Lalu, kenapa aku bisa tertarik? Karena bukan kekuatan yang dibutuhkan di sini. Maksudku, kita tidak harus memiliki tenaga besar untuk bisa membela diri. Yah, sadar diri lah, aku tidak sekuat itu kan? Selain itu, juga tidak dibutuhkan ruang yang luas, aksi yang banyak, atau pun teriakan-teriakan mengagetkan.
Lagi pula aikido kesannya tenang, damai, dan 'menipu'. Bayangkan saja betapa bisa terperangahnya seorang pencopet di dalam bis bila berniat mencopet dompet, namun justru terpelanting di tangan mungil yang tampak tidak berdaya.
"Menurutmu aikido itu bagaimana? Maksudku, filosofinya?" tanya seorang teman mencoba membuka diskusi di suatu malam yang biasa.
Filosofi? Hihihi... aku sama sekali tidak mengerti mengenai filosofi aikido. Aku ikut aikido karena butuh olahraga, beladiri, dan sesuatu yang 'baru'.
Sebagai tambahan saja, aku pernah sedikit 'berkelana' di dunia beladiri. Mencoba taekwondo, capoera, dan Perguruan Langkah Seribu (jogging - red). Dan aku tidak berminat pada karate yang 'keras' atau pencak silat yang banyak bergerak.
Kembali ke topik.
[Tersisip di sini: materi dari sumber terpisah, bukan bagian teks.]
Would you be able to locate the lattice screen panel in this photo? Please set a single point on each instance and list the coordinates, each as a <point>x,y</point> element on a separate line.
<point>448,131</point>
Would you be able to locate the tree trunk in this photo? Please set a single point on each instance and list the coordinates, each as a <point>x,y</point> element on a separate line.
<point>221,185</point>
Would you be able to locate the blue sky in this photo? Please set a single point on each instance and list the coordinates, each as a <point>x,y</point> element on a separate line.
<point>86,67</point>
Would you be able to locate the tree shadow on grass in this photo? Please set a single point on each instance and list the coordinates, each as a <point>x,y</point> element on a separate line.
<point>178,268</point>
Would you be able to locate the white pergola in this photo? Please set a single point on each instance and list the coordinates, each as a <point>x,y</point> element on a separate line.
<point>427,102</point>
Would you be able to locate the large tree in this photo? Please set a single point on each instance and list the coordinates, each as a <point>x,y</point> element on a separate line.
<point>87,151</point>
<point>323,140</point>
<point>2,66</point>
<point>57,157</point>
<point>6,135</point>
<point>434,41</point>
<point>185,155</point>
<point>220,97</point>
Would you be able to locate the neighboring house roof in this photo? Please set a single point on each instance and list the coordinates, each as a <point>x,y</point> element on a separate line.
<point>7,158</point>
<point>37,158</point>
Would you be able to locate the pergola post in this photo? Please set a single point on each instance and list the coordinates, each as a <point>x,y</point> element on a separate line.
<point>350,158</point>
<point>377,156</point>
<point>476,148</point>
Ketika aku mendaftar sebagai peserta aikido, niatku memang besar. Walaupun bayangan untuk berhasil memakai hakama tidak pernah terlalu aku tanggapi. Yang penting bisa, begitu pikirku. Akhirnya, entah bagaimana, guruku menawariku untuk berlatih privat. Privat? Ya tentu aja aku mau! Walaupun syarat yang diberikan agak sulit: harus serius!
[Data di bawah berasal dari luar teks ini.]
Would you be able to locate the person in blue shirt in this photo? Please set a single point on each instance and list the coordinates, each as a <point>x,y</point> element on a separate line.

Aku bisa serius. Asalkan masalahnya krusial (aku lagi suka kata ini!). Tapi serius untuk hobi? Aku belum pernah memikirkannya. Tapi pasti ada saat untuk memulai bukan? Yang aku takutkan adalah sifatku yang cepat bosan.
Dan benar saja. Setengah tahun kemudian, aku bosan pada aikido. Selain karena aku satu-satunya peserta perempuan di dojo itu, dan terjadi okupasi ruang ganti sehingga aku harus berganti baju di mobil, aku bosan pada gerakannya. Karena, naik tingkat di aikido bukan berarti tambah jurus, namun memperhalus jurus dan melatih emosi.
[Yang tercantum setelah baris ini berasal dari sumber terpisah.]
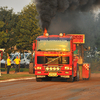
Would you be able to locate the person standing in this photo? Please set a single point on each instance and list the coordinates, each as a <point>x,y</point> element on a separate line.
<point>8,64</point>
<point>17,62</point>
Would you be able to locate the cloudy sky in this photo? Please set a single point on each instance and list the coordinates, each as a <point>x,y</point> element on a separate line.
<point>17,5</point>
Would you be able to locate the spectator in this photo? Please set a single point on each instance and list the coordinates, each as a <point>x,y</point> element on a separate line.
<point>8,64</point>
<point>17,62</point>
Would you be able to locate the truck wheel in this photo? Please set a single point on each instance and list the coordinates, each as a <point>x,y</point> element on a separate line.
<point>39,79</point>
<point>77,76</point>
<point>71,79</point>
<point>89,73</point>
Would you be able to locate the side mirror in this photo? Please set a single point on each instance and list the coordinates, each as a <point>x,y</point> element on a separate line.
<point>74,47</point>
<point>88,48</point>
<point>33,46</point>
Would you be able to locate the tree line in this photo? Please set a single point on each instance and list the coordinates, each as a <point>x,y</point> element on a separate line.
<point>19,29</point>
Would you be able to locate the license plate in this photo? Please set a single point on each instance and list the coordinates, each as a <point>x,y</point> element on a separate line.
<point>53,74</point>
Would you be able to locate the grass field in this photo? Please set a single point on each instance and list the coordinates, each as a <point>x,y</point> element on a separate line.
<point>13,69</point>
<point>15,76</point>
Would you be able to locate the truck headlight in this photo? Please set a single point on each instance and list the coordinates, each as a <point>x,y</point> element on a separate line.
<point>66,67</point>
<point>39,68</point>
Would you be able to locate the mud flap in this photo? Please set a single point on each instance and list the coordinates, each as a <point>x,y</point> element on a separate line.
<point>85,71</point>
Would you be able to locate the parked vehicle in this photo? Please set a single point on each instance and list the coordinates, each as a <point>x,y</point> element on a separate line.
<point>25,59</point>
Lantas, kenapa aku harus ikut ujian bila aku bisa 'memperhalus' jurus tanpa naik tingkat? Dan aku yakin, emosi bisa dilatih tanpa sabuk dengan warna yang berbeda. Pikiran yang akhirnya mempengaruhi aku untuk tidak mendaftar ujian kenaikan tingkat.
Yah. Aku mungkin saja bisa menjadi Si Sabuk Putih Berilmu Tinggi.
Tapi, pada intinya, aku memang bosan.
Dan kebetulan, aku mendapat hobby baru. Um... salah. Bukan hobby baru, tapi teman baru untuk hobby lama. Berenang. Kalau aikido memberikan warna-warna kebiruan di beberapa bagian tubuhku, berenang memberikan lapisan kehitaman yang kusam. Sayang sekali.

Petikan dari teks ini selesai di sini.